The sprint retrospective is one of the main Agile ceremonies. By definition, it is an opportunity for the team to reflect on the work completed over a short period of time and make changes. However important that may seem, eventually, you’ll consider canceling your team retros.
The more I’ve worked on software projects, the more I’ve noticed that the retro is the first meeting to get cut from the normal sprint cadence. I am a big fan of retros and could argue that they are the most important meeting for a team. So why does this meeting end up getting canceled?
It happens for a variety of reasons, but the ones below are the most common I’ve heard. If you happen to encounter these comments about retros, I’ve put together some rebuttals to help you justify holding the meeting.
1. Everything is going so well–what do we even need to talk about?
From: the team
The retro is not just for reflecting on the areas where the team could improve, but also and just as importantly, the areas that are going WELL. It’s important to celebrate small wins throughout the period and to note any items that the team should work on and adjust. Sometimes, little things people are doing go under the radar. The retro is an especially good place to highlight those good habits and spread them to the rest of the team.
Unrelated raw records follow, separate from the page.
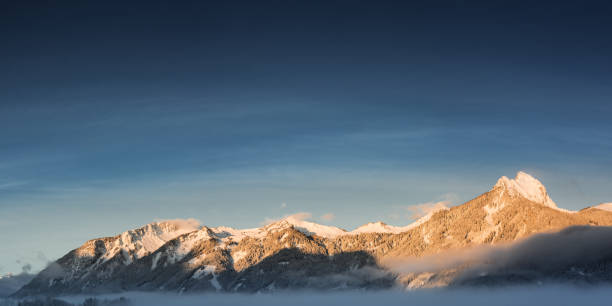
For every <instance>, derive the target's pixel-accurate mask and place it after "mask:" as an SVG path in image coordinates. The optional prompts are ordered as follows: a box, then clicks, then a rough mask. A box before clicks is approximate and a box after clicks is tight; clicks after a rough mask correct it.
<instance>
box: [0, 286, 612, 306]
mask: <svg viewBox="0 0 612 306" xmlns="http://www.w3.org/2000/svg"><path fill="white" fill-rule="evenodd" d="M121 297H124V298H125V299H127V303H125V301H120V300H119V299H120V298H121ZM88 298H91V296H71V297H62V298H61V300H62V301H65V302H68V303H70V304H73V305H83V303H84V302H85V300H86V299H88ZM96 299H97V300H98V301H99V302H101V301H103V300H106V302H107V303H97V304H96V303H93V304H92V303H91V300H90V302H89V304H87V303H86V304H87V305H177V306H182V305H184V306H187V305H245V306H246V305H248V306H257V305H265V306H276V305H278V306H281V305H282V306H286V305H291V306H306V305H308V306H312V305H317V306H322V305H351V306H359V305H364V306H365V305H368V306H371V305H385V306H387V305H411V306H412V305H466V306H480V305H482V306H492V305H509V306H510V305H512V306H515V305H602V306H603V305H606V306H607V305H610V301H612V287H611V286H602V287H584V288H581V287H570V286H532V287H498V288H494V289H491V288H478V289H431V290H413V291H406V292H402V291H378V292H363V291H353V292H342V293H327V294H325V293H316V292H294V293H288V292H285V293H276V294H254V295H241V294H202V295H175V294H156V293H140V292H131V293H123V294H112V295H101V296H96ZM0 305H18V304H17V302H16V301H5V302H4V304H3V303H0ZM31 305H34V304H31ZM36 305H45V304H36ZM54 305H59V304H54Z"/></svg>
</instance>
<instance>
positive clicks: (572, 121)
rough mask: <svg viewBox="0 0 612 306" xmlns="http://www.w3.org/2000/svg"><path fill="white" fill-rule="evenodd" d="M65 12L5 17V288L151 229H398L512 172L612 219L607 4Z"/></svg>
mask: <svg viewBox="0 0 612 306" xmlns="http://www.w3.org/2000/svg"><path fill="white" fill-rule="evenodd" d="M24 2H25V3H24ZM60 2H61V3H59V4H58V3H53V2H50V3H42V2H41V3H36V2H34V1H32V2H31V1H27V2H26V1H12V2H8V1H4V2H2V3H1V4H0V35H1V36H0V38H1V47H0V68H1V69H0V245H1V246H2V251H1V252H0V274H4V273H7V272H14V273H16V272H20V271H21V266H22V265H24V264H25V263H30V264H32V265H33V267H34V270H36V269H40V268H41V267H42V266H43V265H44V264H45V262H46V261H47V260H51V259H56V258H58V257H59V256H61V255H63V254H64V253H66V252H67V251H68V250H70V249H73V248H75V247H78V246H79V245H80V244H82V243H83V242H84V241H86V240H88V239H91V238H94V237H100V236H108V235H114V234H117V233H119V232H122V231H125V230H127V229H130V228H135V227H138V226H140V225H143V224H146V223H149V222H151V221H153V220H159V219H172V218H196V219H198V220H200V221H201V222H202V224H205V225H210V226H218V225H228V226H233V227H256V226H260V225H261V223H262V222H264V221H265V220H266V219H273V218H279V217H282V216H284V215H288V214H293V213H297V212H309V213H311V214H312V215H313V218H312V220H313V221H316V222H320V223H324V224H334V225H336V226H339V227H342V228H346V229H353V228H355V227H357V226H359V225H361V224H363V223H366V222H369V221H376V220H382V221H384V222H387V223H389V224H394V225H403V224H407V223H409V222H411V217H412V216H411V214H410V210H409V209H407V207H410V206H411V205H415V204H420V203H428V202H438V201H446V202H447V203H449V204H450V205H457V204H461V203H463V202H465V201H467V200H469V199H471V198H473V197H475V196H477V195H478V194H480V193H482V192H485V191H487V190H488V189H490V188H491V186H492V185H493V184H495V181H496V180H497V178H498V177H500V176H502V175H506V176H511V177H513V176H514V175H515V173H516V172H517V171H519V170H523V171H526V172H528V173H531V174H532V175H534V176H535V177H537V178H539V179H540V180H541V181H542V182H543V183H544V184H545V185H546V186H547V188H548V191H549V194H550V195H551V197H552V198H553V200H555V201H556V202H557V204H558V205H559V206H560V207H563V208H567V209H579V208H582V207H585V206H588V205H593V204H597V203H600V202H608V201H612V177H611V175H610V174H611V173H612V120H611V117H612V35H610V33H612V18H610V16H612V6H610V5H608V4H605V3H606V2H595V1H584V2H583V1H571V2H570V3H564V2H563V1H554V2H553V1H551V2H548V1H518V2H517V1H484V2H476V1H466V2H463V1H423V2H419V1H401V2H399V1H398V2H385V1H371V2H368V1H321V2H315V1H303V2H297V1H272V2H267V1H265V2H262V1H246V2H240V1H227V2H225V1H218V3H214V4H213V3H209V1H195V2H188V1H181V2H180V3H173V2H172V1H169V2H153V1H146V2H141V3H138V2H136V3H132V4H124V3H123V2H124V1H77V2H75V3H70V2H68V1H60ZM210 2H212V1H210ZM325 214H328V215H327V217H326V218H322V217H321V216H323V215H325ZM330 214H333V216H332V215H330Z"/></svg>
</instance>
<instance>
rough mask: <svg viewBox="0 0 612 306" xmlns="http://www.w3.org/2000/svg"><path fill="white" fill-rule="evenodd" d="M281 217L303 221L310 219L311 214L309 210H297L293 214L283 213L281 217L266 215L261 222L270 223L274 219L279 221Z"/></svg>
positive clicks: (261, 222)
mask: <svg viewBox="0 0 612 306" xmlns="http://www.w3.org/2000/svg"><path fill="white" fill-rule="evenodd" d="M283 219H293V220H298V221H304V220H309V219H312V214H311V213H309V212H298V213H295V214H291V215H284V216H283V217H282V218H268V217H266V218H265V219H264V221H263V222H261V224H262V225H268V224H270V223H274V222H276V221H280V220H283Z"/></svg>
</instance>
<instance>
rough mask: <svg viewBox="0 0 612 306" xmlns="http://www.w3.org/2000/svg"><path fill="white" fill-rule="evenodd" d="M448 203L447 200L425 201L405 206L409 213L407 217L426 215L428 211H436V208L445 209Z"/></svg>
mask: <svg viewBox="0 0 612 306" xmlns="http://www.w3.org/2000/svg"><path fill="white" fill-rule="evenodd" d="M449 205H450V202H449V201H438V202H427V203H420V204H415V205H410V206H408V207H406V210H407V211H408V213H409V216H410V217H409V218H410V219H413V220H416V219H419V218H422V217H424V216H426V215H427V214H429V213H432V212H436V211H438V210H443V209H447V208H448V206H449Z"/></svg>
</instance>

2. We do the same thing every retro; it’s boring.
From: the team
This is an easy one. There are so many activities to help make retros more interesting. An easy change is to rotate people through facilitating the session. It doesn’t always have to be the Project Lead, Delivery Lead, or Scrum Master. Each person brings a unique approach and perspective, so having everyone take a turn can definitely change things up.
If you want to try different activities, check out Fun Retrospectives. I like Marginal Gains and One Word Before Leaving, but there are a lot of different ideas here.
3. People aren’t going to be honest, so what’s really going to change?
From: the team
Ideally, the retro is a safe space where the team can talk about issues without blame. This means that areas of improvement should be discussed as they relate to the work, not to the people. However, this can be hard if team members fundamentally don’t trust each other. (See my post: Three Ways to Build Trust & Safety as a Team Leader). If trust is an issue for your team, you might want to first focus the retros on team building activities. Later, you can shift to more traditional retro activities.
4. We have a deadline and we need that extra time!
From: the team and/or management
Here’s a secret: If you are very behind on a deadline, cutting a half hour or hour every two weeks is not going to get you on track. There are broader issues that need to be addressed, and holding the retro will help shed light on these items earlier so the team can make adjustments and meet those deadlines.
If the team is feeling overworked or like they have unrealistic deadlines, this time can also be used to help formulate ideas and a plan for management.
Why are we paying people to just talk about their feelings?
This is a tough one, and it typically comes from senior management. It usually means that management hasn’t bought into Agile and the continuous improvement process. That alone can take some time and education. Here’s the message I would share:
Life is busy and hectic, and it’s hard during work to take time to stop and reflect. During the retro, though, everyone can stop and reflect on what they did. This time will not only make the team get better. It will also deliver the best value to customers. You don’t want to go months and months working through a broken process when something could have been highlighted in Week 3 and adjusted.
Management likes when you talk about value to customers and how to make them happy, so try to at least mention that point.
Hopefully, these explanations will help you if you’re ever questioned about the importance of these meetings. Have you ever been asked to cancel your team retros? If so, what did you do?